Help for package bayMDS (original) (raw)
Type: | Package |
---|---|
Title: | Bayesian Multidimensional Scaling and Choice of Dimension |
Version: | 2.0 |
Date: | 2022-11-04 |
Description: | Bayesian approach to multidimensional scaling. The package consists of implementations of the methods of Oh and Raftery (2001) <doi:10.1198/016214501753208690>. |
License: | GPL-2 | GPL-3 [expanded from: GPL (≥ 2)] |
Depends: | R (≥ 3.5.0) |
Imports: | Rcpp (≥ 1.0.7), progress, ggplot2, shinythemes, shiny, ggpubr |
LinkingTo: | Rcpp, RcppArmadillo |
Encoding: | UTF-8 |
RoxygenNote: | 7.2.1 |
NeedsCompilation: | yes |
Packaged: | 2022-11-04 07:40:01 UTC; EKLee |
Author: | Man-Suk Oh [aut, cre], Eun-Kyung Lee [aut] |
Maintainer: | Man-Suk Oh msoh@ewha.ac.kr |
Repository: | CRAN |
Date/Publication: | 2022-11-08 03:20:03 UTC |
compute and plot MDSIC
Description
compute and plot MDSIC, a Bayesian selection criterion, given in Oh and Raftery (2001) based on the output of the function bmds
Usage
MDSIC(x, plot = TRUE, ...)
Arguments
x | an object of class bmds, the output of the function bmds |
---|---|
plot | TRUE/FALSE, if TRUE plot the number of dimensions versus MDSIC (default=TRUE) |
... | arguments to be passed to methods |
Details
_Notes_To compute MDSIC, output of the function bmds
for min_p
=1 is needed for sequential calculation of MDSIC.
Value
a list of MDSIC
results
mdsic
MDSIC, for p =1,..,max_p
llike
log likelihood term in MDSIC, for p=1,...,max_p
penalty
penalty term in MDSIC, for p=1,...,max_p
References
Oh, M-S., Raftery A.E. (2001). Bayesian Multidimensional Scaling and Choice of Dimension, Journal of the American Statistical Association, 96, 1031-1044.
Examples
data(cityDIST)
out <- bmds(cityDIST, min_p=1, max_p=5 )
MDSIC(out)
Shiny App for exploring the results of bmds
function
Description
Call Shiny to show the results of Bayesian analysis of multidimensional scaling in a web-based application.
Usage
bayMDSApp(out)
Arguments
out | an object of class bmds, the output of the bmds function |
---|
Value
open Shiny app
Examples
data(cityDIST)
out <- bmds(cityDIST, min_p=1, max_p=6 )
if(interactive()){bayMDSApp(out)}
run bmdsMCMC for various number of dimensions
Description
Provide object configuration and estimates of parameters, for number of dimensions from min_p to max_p
Usage
bmds(DIST,min_p=1, max_p=6,nwarm = 1000,niter = 5000,...)
Arguments
DIST | symmetric data matrix of dissimilarity measures for pairs of objects |
---|---|
min_p | minimum number of dimensions for object configuration (default=1) |
max_p | maximum number of dimensions for object configuration (default=6) |
nwarm | number of iterations for burn-in period in MCMC (default=1000) |
niter | number of MCMC iterations after burn-in period (default=5000) |
... | arguments to be passed to methods. |
Details
Model
The basic model for Bayesian multidimensional scaling given in Oh and Raftery (2001) is as follows. Given the number of dimensions p
, we assume that an observed dissimilarity measure follows a truncated multivariate normal distribution with mean equal to Euclidean distance, i.e.,
d_{ij} \sim N ( \delta_{ij}, \sigma^2 )I( d_{ij} > 0)

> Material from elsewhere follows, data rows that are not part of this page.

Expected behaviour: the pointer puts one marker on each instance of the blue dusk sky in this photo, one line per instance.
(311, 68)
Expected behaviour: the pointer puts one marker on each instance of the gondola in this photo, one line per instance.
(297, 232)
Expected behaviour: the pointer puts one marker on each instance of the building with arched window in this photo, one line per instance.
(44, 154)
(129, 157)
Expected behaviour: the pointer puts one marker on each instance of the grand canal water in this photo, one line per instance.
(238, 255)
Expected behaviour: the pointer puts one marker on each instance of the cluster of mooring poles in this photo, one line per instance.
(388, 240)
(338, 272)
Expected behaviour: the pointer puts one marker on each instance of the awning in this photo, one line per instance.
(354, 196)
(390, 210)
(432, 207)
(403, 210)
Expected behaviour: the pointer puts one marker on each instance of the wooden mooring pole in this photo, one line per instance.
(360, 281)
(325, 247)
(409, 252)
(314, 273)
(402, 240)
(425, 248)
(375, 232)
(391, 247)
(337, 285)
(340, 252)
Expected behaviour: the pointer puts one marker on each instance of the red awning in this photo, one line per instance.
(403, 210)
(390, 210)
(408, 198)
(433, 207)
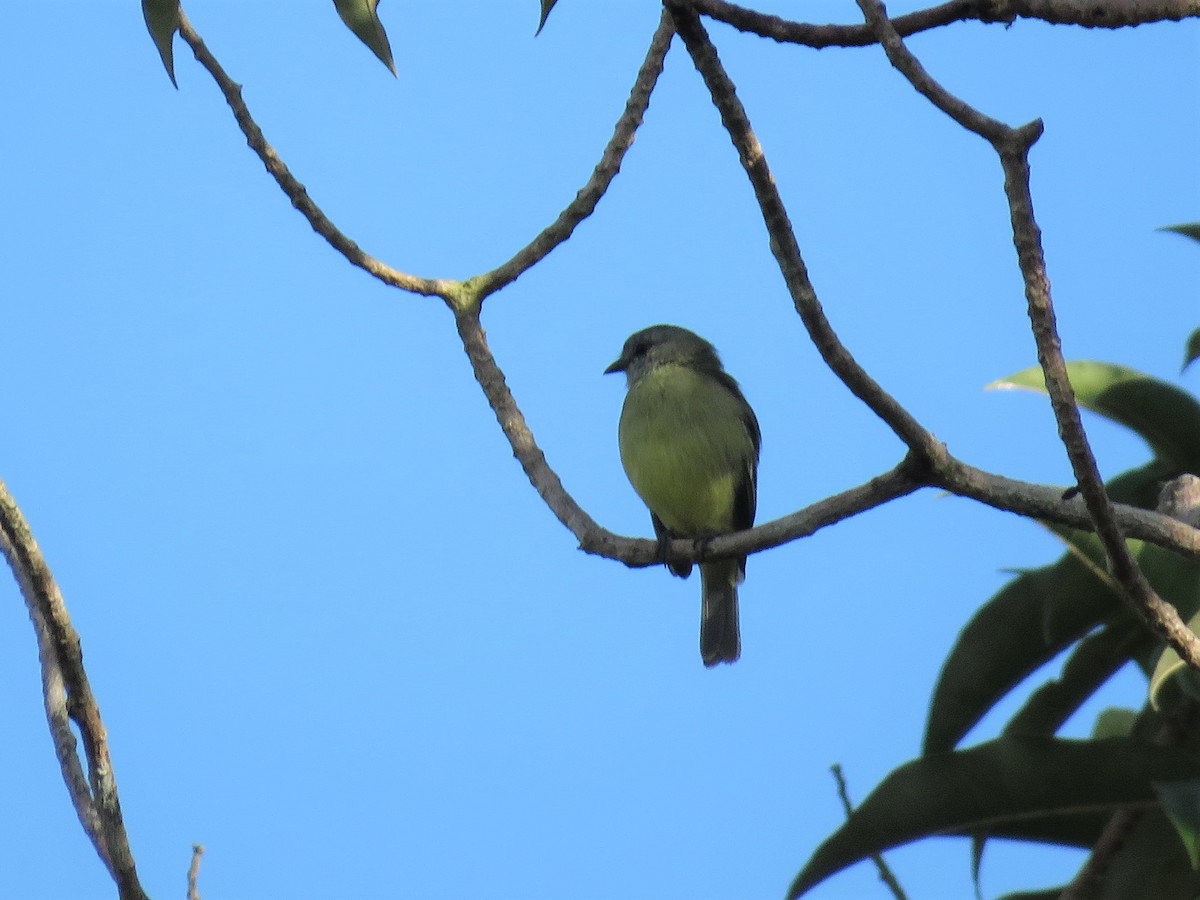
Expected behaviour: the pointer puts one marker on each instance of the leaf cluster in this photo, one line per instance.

, independently for i \ne j, i,j=1, \cdots,n,
where
n
is the number of objects, i.e, numner of rows in DISTd_{ij}
is an observed dissimilarity measure between objects i and j\delta_{ij}
is the distance between objects i and j in a p-dimensional Euclidean space, i.e.,\delta_{ij} = \sqrt{ \sum_{k=1}^p (x_{ik}-x_{jk})^2 }
x_i=(x_{i1},...,x_{ip})
denotes the values of the attributes possessed by object i, i.e., the coordinates of object i in a p-dimensional Euclidean space.
Priors
- Prior distribution of
x_i
is given as a multivariate normal distribution with mean 0 and a diagonal covariance matrix\Lambda
, i.e.,x_i \sim N(0,\Lambda)
, independently fori = 1,\cdots,n
. Note that the zero mean and diagonal covariance matrix is assumed because Euclidean distance is invariant under translation and rotation ofX=\{x_i\}
. - Prior distribution of the error variance
\sigma^2
is given as\sigma^2 \sim IG(a,b)
, the inverse Gamma distribution with modeb/(a+1)
. - Hyperpriors for the elements of
\Lambda = diag (\lambda_1,...,\lambda_p)
are given as\lambda_j \sim IG(\alpha, \beta_j)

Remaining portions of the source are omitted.